NewTek has announced the next-generation of its entry-level TriCaster 40, a complete HD multi-camera video production studio that enables anyone to create professional streaming television on a small budget. Version 2 of TriCaster 40 gives students, schools, corporate video departments, small organizations and communities, video bloggers and independent producers unprecedented access to the same production capabilities used by major networks--including customizable animated transitions, network-style titles and graphics and improved file interoperability. "At NewTek, we are constantly striving to help people with ideas use video in new ways, so that they can tell stories and make a big impact when sharing them with the world," said Dr.

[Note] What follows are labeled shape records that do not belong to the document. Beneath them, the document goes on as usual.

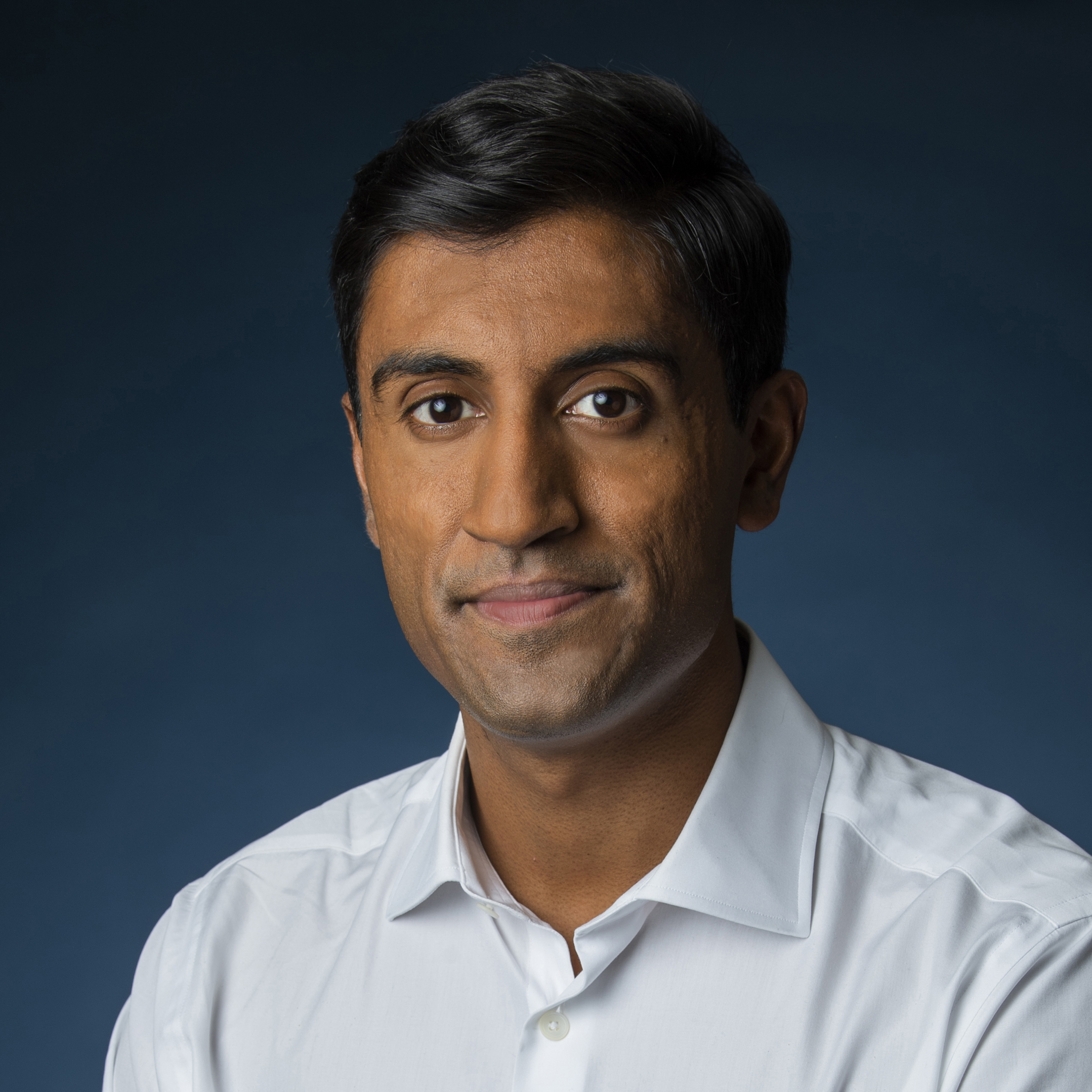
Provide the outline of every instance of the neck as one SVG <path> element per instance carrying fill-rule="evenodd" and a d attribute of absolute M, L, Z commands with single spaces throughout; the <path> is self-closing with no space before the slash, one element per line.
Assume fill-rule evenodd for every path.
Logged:
<path fill-rule="evenodd" d="M 527 745 L 465 710 L 467 787 L 505 886 L 566 938 L 660 864 L 720 752 L 743 685 L 731 612 L 668 695 L 609 732 Z"/>

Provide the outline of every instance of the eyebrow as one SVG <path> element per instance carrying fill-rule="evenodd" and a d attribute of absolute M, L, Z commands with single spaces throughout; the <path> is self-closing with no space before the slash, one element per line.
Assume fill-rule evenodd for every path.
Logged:
<path fill-rule="evenodd" d="M 485 369 L 480 364 L 460 356 L 418 349 L 397 349 L 383 357 L 371 373 L 371 393 L 378 399 L 391 380 L 404 377 L 442 375 L 479 379 L 484 373 Z"/>
<path fill-rule="evenodd" d="M 603 368 L 612 364 L 652 364 L 665 371 L 673 382 L 682 375 L 678 357 L 666 346 L 643 337 L 600 342 L 573 349 L 554 360 L 551 371 L 579 371 L 581 368 Z M 371 393 L 379 399 L 383 388 L 394 379 L 422 376 L 464 376 L 480 379 L 486 369 L 476 360 L 434 353 L 427 349 L 396 349 L 383 357 L 371 373 Z"/>

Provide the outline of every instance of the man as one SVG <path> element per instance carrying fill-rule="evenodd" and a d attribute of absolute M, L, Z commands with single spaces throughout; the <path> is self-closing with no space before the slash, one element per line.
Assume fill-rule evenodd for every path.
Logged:
<path fill-rule="evenodd" d="M 178 895 L 107 1090 L 1092 1088 L 1089 857 L 733 618 L 804 425 L 788 262 L 650 76 L 491 81 L 360 171 L 353 459 L 461 716 Z"/>

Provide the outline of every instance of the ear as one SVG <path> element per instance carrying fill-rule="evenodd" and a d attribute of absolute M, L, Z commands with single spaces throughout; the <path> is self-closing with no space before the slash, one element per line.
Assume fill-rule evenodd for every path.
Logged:
<path fill-rule="evenodd" d="M 364 500 L 364 529 L 368 532 L 371 545 L 379 549 L 379 532 L 376 530 L 376 513 L 371 509 L 371 496 L 368 492 L 368 482 L 364 476 L 364 448 L 360 444 L 360 432 L 357 427 L 356 414 L 353 413 L 353 400 L 348 391 L 342 395 L 342 410 L 348 422 L 348 435 L 353 440 L 353 470 L 360 486 L 360 497 Z"/>
<path fill-rule="evenodd" d="M 808 389 L 795 371 L 776 372 L 755 392 L 743 444 L 749 462 L 736 514 L 741 531 L 761 531 L 778 518 L 807 407 Z"/>

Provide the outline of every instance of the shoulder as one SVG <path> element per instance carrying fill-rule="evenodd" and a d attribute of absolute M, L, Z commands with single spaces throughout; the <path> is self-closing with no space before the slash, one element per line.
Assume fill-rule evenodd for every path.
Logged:
<path fill-rule="evenodd" d="M 824 819 L 919 879 L 965 877 L 982 899 L 1060 928 L 1092 917 L 1092 857 L 1011 797 L 840 728 Z"/>

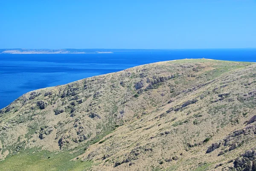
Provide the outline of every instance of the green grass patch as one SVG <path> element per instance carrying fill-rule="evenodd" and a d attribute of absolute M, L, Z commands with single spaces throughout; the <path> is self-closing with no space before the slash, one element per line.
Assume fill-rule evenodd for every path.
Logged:
<path fill-rule="evenodd" d="M 26 151 L 6 158 L 0 162 L 0 171 L 87 171 L 93 162 L 70 161 L 82 154 L 83 150 L 71 153 L 57 154 L 47 151 L 31 152 Z"/>

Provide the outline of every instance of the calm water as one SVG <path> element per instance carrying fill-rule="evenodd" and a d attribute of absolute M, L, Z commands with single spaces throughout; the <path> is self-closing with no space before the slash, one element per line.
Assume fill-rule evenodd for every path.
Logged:
<path fill-rule="evenodd" d="M 256 49 L 115 52 L 111 54 L 0 54 L 0 109 L 29 91 L 137 65 L 186 58 L 256 62 Z"/>

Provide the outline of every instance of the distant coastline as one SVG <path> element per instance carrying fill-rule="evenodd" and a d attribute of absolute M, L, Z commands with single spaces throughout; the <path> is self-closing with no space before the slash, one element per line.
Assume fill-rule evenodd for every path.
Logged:
<path fill-rule="evenodd" d="M 57 50 L 6 50 L 0 53 L 8 54 L 87 54 L 87 53 L 113 53 L 112 52 L 83 52 L 66 49 Z"/>

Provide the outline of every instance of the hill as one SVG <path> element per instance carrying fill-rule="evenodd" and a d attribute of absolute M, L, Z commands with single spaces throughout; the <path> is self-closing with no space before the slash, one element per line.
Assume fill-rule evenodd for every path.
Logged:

Andrew Cross.
Panasonic has partnered with Dejero of Kitchener, Ontario to offer a bonded cellular video uplink solution utilizing Panasonic's ruggedized Toughbook laptop computers and Dejero LIVE+ NewsBook software. Running on the Toughbook laptops, LIVE+ NewsBook offers a newsgathering solution that enables news crews to transmit live video feeds as well as recorded/edited files back to the station.
Chyron has announced that St. John's University has built a ChyronIP real-time HD/SD 2D and 3D character and graphics generator into its Tricaster-based mobile production unit to bring graphics to its live HD sports telecasts. Leveraging Chyron's Lyric PRO software, ChyronIP allows users to create live, full-motion broadcast graphics, 3D animations, and transitions--similar to that of premier sports broadcasts--and stream them directly through TriCaster systems. As a result, St. Johns has taken college Internet sports productions to a whole new level.
Several free or inexpensive apps are available to doing basic video editing on your smartphone. CuteCUT, for Apple's iPhone, is available on iTunes as a free download, but it has a logo on screen. For $4.00, you can get the app without the logo. Also for the iPhone is Video Edit, which costs $2.99. With it you can assemble your clips and trim them, but it lacks effects and transitions.